For each contaminated sample having a contaminant in the run, homozygous variants are analysed. Some contaminant AAR are irrational (i.e. if contaminated sample is 2%, the contaminant MUST be higher, and not 0%). Based on this logic, we reported the number of homozygous variants in contaminated covered in contaminant (the ones we can dig on) and the percentage of homozygous variants compatible with contamination. The clother they are from 100%, the more contamination is evident.
Note that a 50% contamination might lower the percentage since some heterozygous variants might cross the 25% / 75% heterozygous thereshold. Nevertheless, the percentage is close from 100%
For low WCS, a view on sample alternative allele frequencies can help to distinguish between false positive prediction (due to run noise / index hopping) and real unexpected distributions. The file Frequencies.tsv aims to plot SNP distributions and users must have a look on it.

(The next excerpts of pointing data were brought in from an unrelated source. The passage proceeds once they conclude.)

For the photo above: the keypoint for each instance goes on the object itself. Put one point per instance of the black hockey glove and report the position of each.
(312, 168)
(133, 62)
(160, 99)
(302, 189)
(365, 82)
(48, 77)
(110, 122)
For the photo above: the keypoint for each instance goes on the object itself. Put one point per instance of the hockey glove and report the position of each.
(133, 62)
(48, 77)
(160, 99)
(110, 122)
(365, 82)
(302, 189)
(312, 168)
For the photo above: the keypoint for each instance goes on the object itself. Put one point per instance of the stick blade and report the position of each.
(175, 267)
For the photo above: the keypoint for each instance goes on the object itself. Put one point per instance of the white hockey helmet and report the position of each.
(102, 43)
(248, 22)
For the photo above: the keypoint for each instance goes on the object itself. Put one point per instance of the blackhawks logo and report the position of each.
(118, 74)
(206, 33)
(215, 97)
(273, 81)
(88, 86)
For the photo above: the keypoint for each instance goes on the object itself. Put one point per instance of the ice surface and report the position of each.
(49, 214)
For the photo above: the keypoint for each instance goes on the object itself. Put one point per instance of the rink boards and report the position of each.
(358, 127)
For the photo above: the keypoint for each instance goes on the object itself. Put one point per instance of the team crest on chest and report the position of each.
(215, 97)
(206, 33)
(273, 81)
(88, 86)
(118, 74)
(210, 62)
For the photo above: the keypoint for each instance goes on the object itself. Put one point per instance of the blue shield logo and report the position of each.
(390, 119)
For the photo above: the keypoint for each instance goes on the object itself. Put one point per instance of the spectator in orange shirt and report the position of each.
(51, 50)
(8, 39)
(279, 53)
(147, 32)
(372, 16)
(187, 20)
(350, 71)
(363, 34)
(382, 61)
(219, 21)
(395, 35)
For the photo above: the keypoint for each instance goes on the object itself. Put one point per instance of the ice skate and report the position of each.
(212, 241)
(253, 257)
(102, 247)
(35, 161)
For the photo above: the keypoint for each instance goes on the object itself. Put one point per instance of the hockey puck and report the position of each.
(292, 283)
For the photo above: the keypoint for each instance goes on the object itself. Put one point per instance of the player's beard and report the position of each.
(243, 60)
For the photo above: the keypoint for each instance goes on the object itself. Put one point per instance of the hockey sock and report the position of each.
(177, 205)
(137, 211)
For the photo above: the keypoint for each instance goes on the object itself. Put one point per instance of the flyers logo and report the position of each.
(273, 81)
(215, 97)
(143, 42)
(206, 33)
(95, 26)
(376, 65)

This file allows to highlight unexpected frequencies (matching a contamination prediction) as those examples for Sample 1
SNP id | Alternative allele frequency |
---|---|
polym86 | 13.94 |
polym60 | 15.22 |
polym82 | 18.26 |
polym90 | 76.53 |
polym106 | 80.89 |
If a contaminant is predicted same plot as upstream helps, and all unexpected frequency in the contaminated sample should easily be explainable with contaminant frequencies as below
SNP id | Sample 2 : contaminant | Sample 3 : contaminated | comments |
---|---|---|---|
polym60 | 0 | 22.9 | contaminated sample was likely heterozygous and contamination lead to frequency decrease |
polym51 | 0 | 23.2 | contaminated sample was likely heterozygous and contamination lead to frequency decrease |
polym15 | 46.6 | 23.3 | contaminated sample was likely homozygous reference and contamination lead to frequency increase |
polym93 | 51.6 | 23.4 | contaminated sample was likely homozygous reference and contamination lead to frequency increase |
polym82 | 45.2 | 77.7 | contaminated sample was likely homozygous alternative and contamination lead to frequency decrease |
Following this logic, no SNP should be around 0% in one sample and 100% in the other if the are contaminant / contaminated.